His mother’s kitchen played a pivotal role, but Hadhad’s father’s “journey of entrepreneurship” started at a cousin’s wedding, where he saw how happy the chocolates made guests. That night changed the trajectory for the entire family, Hadhad says, because “before then, none of my family members were entrepreneurs. None of them believed in entrepreneurship as a power to make a change … to bring in something different to the family’s history. And, since 1986, it became very clear to my family that the connection to us with the community was absolutely through giving back and contributing and making sure that everyone around us is living a happy life.”
But the war destroyed everyone’s happy lives, and in 2012, it also destroyed the chocolate factory Hadhad grew up in. The family continued running it after the war started, to provide employees with jobs and customers with a sense of normalcy. And they chose not to view it in its ruined form before escaping (though they later saw pictures) to keep it a “sweet memory” at a time when things weren’t so sweet.
“I think the harshest part of war is the uncertainty,” Hadhad says. “And I believe that the human suffering happens after the trauma, not before or during it … when someone is missing around the dinner table the day after,” adding that a survivor’s pain only grows when he, she or they escape, “because once you leave, you are disconnected from your roots and disconnected from your homeland.”
Hadhad did not go far before feeling disconnected from his homeland — or his humanity. As one of the thousands of refugees who crossed the border into Lebanon each day, Hadhad found himself at the United Nations High
Commissioner for Refugees, where an officer addressed him by the number on his chest. Hadhad refused to respond.

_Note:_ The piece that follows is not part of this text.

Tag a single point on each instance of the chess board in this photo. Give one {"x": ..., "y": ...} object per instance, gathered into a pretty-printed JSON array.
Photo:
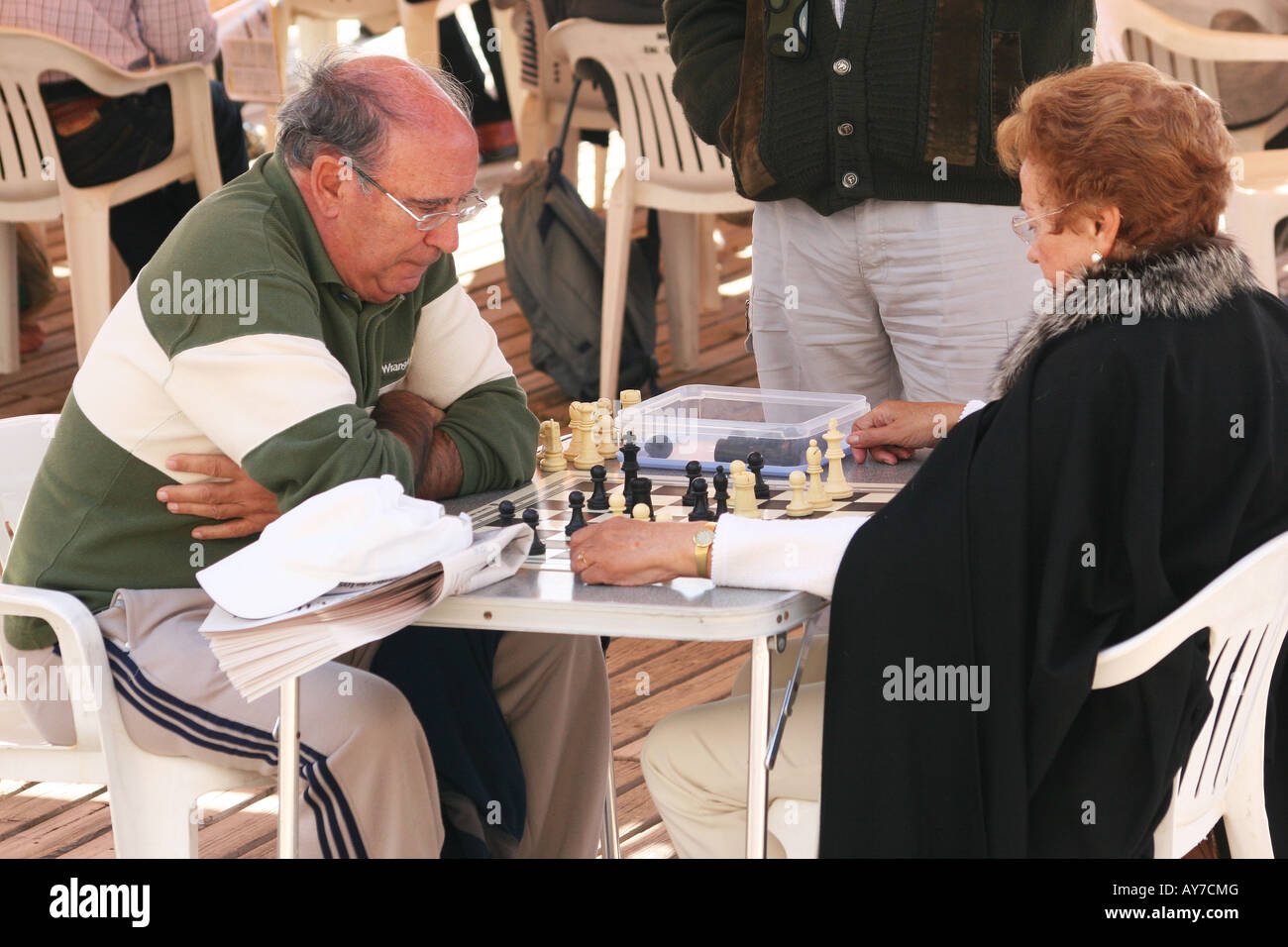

“I told them, ‘We are not a number. Why are you calling me with a number? I have a name, and you have it,’ — and he did have it, in front of him, but he just preferred to call us by our numbers. It was an eye-opening moment for my family, because when you are in that situation, you just need anything that brings you hope. And I think the moment that we challenged to claim our humanity back, that was the first time when I saw my family hopeful again.”
When the family decided to flee their homeland in 2013, they applied to 15 countries, and the process got even the optimistic Hadhad down. “I tried to go to the U.S., to France, to Spain, to Portugal, to Australia, New Zealand. None of these countries actually opened the doors for us, and I actually didn’t even think about applying to Canada, because I thought, how is Canada going to be different than all of those countries?”
Then Hadhad remembered a cab driver he met in Lebanon in 2014, who had lived in Montreal for 10 years and loved it. Hadhad applied and ended up on the third flight of Syrian refugees to Canada in 2015, who were welcomed by then-governor general David Johnston.
Over the next few weeks, 32 family members followed Hadhad to freedom.
“It feels like a dream, and I’m absolutely very grateful to have made that choice, because coming to Canada is absolutely the best decision I have made in my entire life.”
Hadhad settled in the Nova Scotia town of Antigonish, which welcomed him and his fellow immigrants, “in a way that we have never imagined. We have never imagined that anyone in the world actually would care about us after the war started. Because what the war does, is it just makes you lose your belief and your sense of humanity. It makes you lose the ability to comprehend the idea that, yes, there are caring people around the world, [and] we matter to them. Because the only thing that war does well is make us numbers on the screens.”
By the end of the third week in their new community, the Hadhads were already looking to give back to it. But it wasn’t only because they’re a hardworking, chocolate-loving family that does good by doing good business.
Although we have faced overwhelming support, one of the community members came to me and said, ‘Welcome to Canada, Tareq. I saw your picture yesterday on the front page of the newspaper, but why did you come here to take our jobs? I said, ‘We did not come here to take jobs. We came here to create them.’”
Two months after the Hadhads arrived, a few Antigonishians attended a potluck and tried the first Peace by Chocolate products made on Canadian soil. Then Hadhad brought his family’s treats to farmers’ markets and, by late
winter of 2016, the first Canadian Peace by Chocolate storefront opened, employing community members and fellow immigrants, who welcomed about 100 people waiting for the doors to open that first day.
“It meant a lot to our family that, yes, there are people who care about what we are making, and they want to be a part of it. They want to be a part of that success.”
Success sums up much of Hadhad’s life since then. He now spends much of his time traveling and talking to international audiences, sharing his story of survival and hearing heartbreakingly similar tales in return. But he says the greatest achievement of his life was when he officially became a Canadian citizen in 2020. And for all its awfulness, Hadhad looks at the war as a turning point that sent him on a journey to where he is today.
“Something that kept me going is a quote from a wonderful Canadian that said, ‘Canadians are born everywhere. It just takes them a little bit to get here’. I really keep that very close to my heart, because that’s my story.”